Why the hell would you tell her you're armed? Were you looking to cause some crap? You knew she was a "liberal DB". Hope she gives you an F grade. Then you go and Flash to campus cop, and give him your card...Why? worried you stirred some shit?
Or just letting the guys know you're available on certain days to join the SRT?


----------



## Big.G (Nov 28, 2006)

nohocop said:


> Any UMass Amherst LEOs ever dealt with out of state LEOs carrying at UMass Amherst under LEOSA?


Last time I checked, NoHo was in-state..... Unless, you're originally from eastern MA and consider NoHo to be in eastern NY....


----------



## Eagle13 (Jun 12, 2008)

nohocop said:


> Guys, I'm well aware - keep it concealed and don't tell anyone. But being a cop I want to be legal. If it's not legal I ain't doing it. Plain and simple.

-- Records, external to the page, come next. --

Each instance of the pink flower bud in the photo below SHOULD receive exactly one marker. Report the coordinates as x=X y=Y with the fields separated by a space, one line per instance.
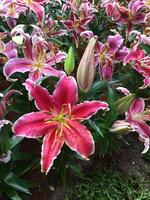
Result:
x=86 y=68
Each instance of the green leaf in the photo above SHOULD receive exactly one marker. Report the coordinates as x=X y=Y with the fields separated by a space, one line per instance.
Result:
x=95 y=88
x=4 y=139
x=16 y=183
x=95 y=127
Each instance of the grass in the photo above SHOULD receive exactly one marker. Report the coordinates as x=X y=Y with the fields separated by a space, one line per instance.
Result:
x=103 y=184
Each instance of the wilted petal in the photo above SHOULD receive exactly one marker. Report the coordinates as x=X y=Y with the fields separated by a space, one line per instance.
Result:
x=33 y=125
x=17 y=65
x=66 y=92
x=87 y=109
x=144 y=133
x=51 y=147
x=79 y=139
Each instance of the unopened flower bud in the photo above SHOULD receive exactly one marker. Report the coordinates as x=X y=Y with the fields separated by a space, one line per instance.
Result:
x=18 y=39
x=86 y=68
x=70 y=61
x=123 y=104
x=120 y=127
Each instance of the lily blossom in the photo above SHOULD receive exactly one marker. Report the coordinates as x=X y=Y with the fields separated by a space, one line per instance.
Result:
x=130 y=16
x=108 y=53
x=141 y=63
x=3 y=107
x=58 y=120
x=136 y=116
x=78 y=22
x=34 y=5
x=39 y=58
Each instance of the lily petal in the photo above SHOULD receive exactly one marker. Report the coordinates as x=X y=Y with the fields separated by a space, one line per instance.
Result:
x=33 y=125
x=86 y=109
x=43 y=100
x=51 y=147
x=38 y=10
x=137 y=106
x=3 y=122
x=66 y=92
x=17 y=65
x=79 y=139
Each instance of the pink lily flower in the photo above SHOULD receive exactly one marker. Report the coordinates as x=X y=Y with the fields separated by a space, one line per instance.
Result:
x=108 y=53
x=3 y=107
x=9 y=49
x=40 y=56
x=78 y=22
x=50 y=28
x=141 y=38
x=141 y=64
x=136 y=116
x=72 y=4
x=58 y=121
x=130 y=16
x=34 y=5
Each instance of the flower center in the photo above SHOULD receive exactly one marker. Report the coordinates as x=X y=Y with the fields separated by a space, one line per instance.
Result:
x=148 y=2
x=28 y=1
x=62 y=116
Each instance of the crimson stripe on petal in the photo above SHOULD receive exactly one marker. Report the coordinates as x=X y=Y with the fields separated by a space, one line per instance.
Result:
x=52 y=144
x=86 y=109
x=79 y=139
x=66 y=92
x=33 y=125
x=43 y=99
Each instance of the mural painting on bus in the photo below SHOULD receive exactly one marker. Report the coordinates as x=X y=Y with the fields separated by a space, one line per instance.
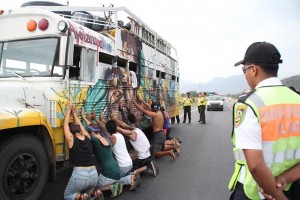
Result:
x=130 y=46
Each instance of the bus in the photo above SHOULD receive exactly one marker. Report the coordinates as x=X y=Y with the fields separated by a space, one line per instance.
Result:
x=52 y=54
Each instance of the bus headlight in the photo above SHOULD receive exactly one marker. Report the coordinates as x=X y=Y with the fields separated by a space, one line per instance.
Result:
x=62 y=26
x=43 y=24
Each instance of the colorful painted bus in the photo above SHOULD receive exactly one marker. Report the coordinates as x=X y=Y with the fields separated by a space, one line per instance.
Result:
x=51 y=54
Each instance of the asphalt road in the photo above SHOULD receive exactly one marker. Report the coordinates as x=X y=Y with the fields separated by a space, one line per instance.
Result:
x=200 y=172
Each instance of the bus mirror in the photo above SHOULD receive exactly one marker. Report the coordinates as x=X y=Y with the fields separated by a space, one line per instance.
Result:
x=66 y=50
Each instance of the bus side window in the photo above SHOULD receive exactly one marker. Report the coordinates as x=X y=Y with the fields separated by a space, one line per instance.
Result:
x=74 y=71
x=88 y=62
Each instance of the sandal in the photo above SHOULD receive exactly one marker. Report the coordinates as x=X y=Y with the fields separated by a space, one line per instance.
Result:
x=83 y=196
x=178 y=139
x=97 y=195
x=133 y=182
x=116 y=189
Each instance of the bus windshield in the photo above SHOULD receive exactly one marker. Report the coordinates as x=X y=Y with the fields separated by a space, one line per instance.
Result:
x=28 y=58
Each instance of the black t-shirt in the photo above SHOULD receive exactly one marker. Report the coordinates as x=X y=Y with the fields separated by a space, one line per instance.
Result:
x=81 y=154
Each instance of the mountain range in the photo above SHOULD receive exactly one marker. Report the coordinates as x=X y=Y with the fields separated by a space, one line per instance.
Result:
x=230 y=85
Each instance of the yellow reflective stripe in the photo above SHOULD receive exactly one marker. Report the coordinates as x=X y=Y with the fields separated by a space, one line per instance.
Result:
x=278 y=157
x=277 y=112
x=239 y=155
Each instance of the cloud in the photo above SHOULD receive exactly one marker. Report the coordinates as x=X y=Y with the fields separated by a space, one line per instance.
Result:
x=210 y=36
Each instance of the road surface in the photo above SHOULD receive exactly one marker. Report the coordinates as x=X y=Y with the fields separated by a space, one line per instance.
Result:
x=200 y=172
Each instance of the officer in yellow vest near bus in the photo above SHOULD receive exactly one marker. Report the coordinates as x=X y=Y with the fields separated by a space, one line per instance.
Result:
x=266 y=133
x=187 y=102
x=202 y=100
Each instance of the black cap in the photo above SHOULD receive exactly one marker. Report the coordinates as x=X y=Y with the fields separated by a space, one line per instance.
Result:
x=261 y=53
x=155 y=106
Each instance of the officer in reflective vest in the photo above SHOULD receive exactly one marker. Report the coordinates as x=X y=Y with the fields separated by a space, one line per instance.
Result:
x=202 y=100
x=266 y=132
x=187 y=102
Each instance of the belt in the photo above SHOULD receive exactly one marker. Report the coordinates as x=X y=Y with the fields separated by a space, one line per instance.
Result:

Best way to find out is to go ahead and contact UMass PD directly. Let us know. Thanks.


----------



## firefighter39 (Apr 10, 2006)

BigAssDiesel said:


> I work as a fed and carry 24/7 I recently went back to school for my grad degree and in talking to on of my law professors (who is a very liberal DB) *told her I was armed*.


Your an idiot! Why the F would you tell anyone your armed? Especially knowing she is a liberal d-bag, it would serve you right if you did get jammed up because of this.


----------



## Irishpride (May 5, 2002)

If an LEO is carrying a concealed weapon out of state under the LEOSA, he/she has to follow the concealed carry laws for civilians in that state. So if it's unlawful for a civilian to carry on UMass with a LTC (which it is) it's unlawful for the out of state LEO. I have no idea about Feds. That all being said there is no reason at all to tell anyone (except a LEO) that you are carrying concealed, unless of course you are an attention starved douche bag


----------



## nohocop (Apr 15, 2011)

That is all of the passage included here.